Anger remained, but the Glyndŵr Welsh Revolt proved to be the last. Hope of a united independent Wales led by a native Welsh prince gradually ended and the laws penalised the Welsh for their rebellion against the English crown. There would be no future national uprising, and all future rebellions would be based around class rather than national issues.[b]
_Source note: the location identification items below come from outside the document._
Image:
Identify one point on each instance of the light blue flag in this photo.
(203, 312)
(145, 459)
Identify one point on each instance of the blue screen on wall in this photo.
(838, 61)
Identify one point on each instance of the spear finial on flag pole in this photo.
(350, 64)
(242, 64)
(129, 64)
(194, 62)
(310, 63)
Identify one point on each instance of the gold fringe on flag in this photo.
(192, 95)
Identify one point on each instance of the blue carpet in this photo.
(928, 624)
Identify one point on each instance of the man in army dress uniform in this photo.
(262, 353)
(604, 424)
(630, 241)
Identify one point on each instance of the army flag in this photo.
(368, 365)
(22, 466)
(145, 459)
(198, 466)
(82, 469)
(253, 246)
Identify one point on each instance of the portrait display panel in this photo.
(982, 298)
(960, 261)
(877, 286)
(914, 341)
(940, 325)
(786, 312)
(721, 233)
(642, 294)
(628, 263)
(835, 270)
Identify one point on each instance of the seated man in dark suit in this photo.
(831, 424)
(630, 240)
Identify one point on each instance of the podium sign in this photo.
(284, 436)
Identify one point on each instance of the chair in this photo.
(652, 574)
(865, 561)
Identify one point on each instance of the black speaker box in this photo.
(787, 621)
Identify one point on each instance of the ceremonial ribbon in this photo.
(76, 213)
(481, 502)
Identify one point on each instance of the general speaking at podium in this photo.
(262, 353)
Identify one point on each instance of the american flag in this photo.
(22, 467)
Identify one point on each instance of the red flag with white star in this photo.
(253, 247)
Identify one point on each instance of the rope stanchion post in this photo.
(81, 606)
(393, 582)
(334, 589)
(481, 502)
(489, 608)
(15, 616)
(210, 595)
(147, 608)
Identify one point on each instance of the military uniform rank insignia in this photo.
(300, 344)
As well as causing significant ill-feeling among the Welsh people, the laws often restricted nobles in Wales from improving their standing, unable to hold office in their local municipality.[19] Some Welshmen had parliament declare themselves English denizenship so that they were able to achieve higher office or hold land.[20] Although this was not open to all, in everyday life, people were able to overcome racial hierarchy in trade and marriage. Some English nobles intermarried with Welsh women and internalised a Welsh identity, suggesting Wales developed a more complex colonial identity.[21]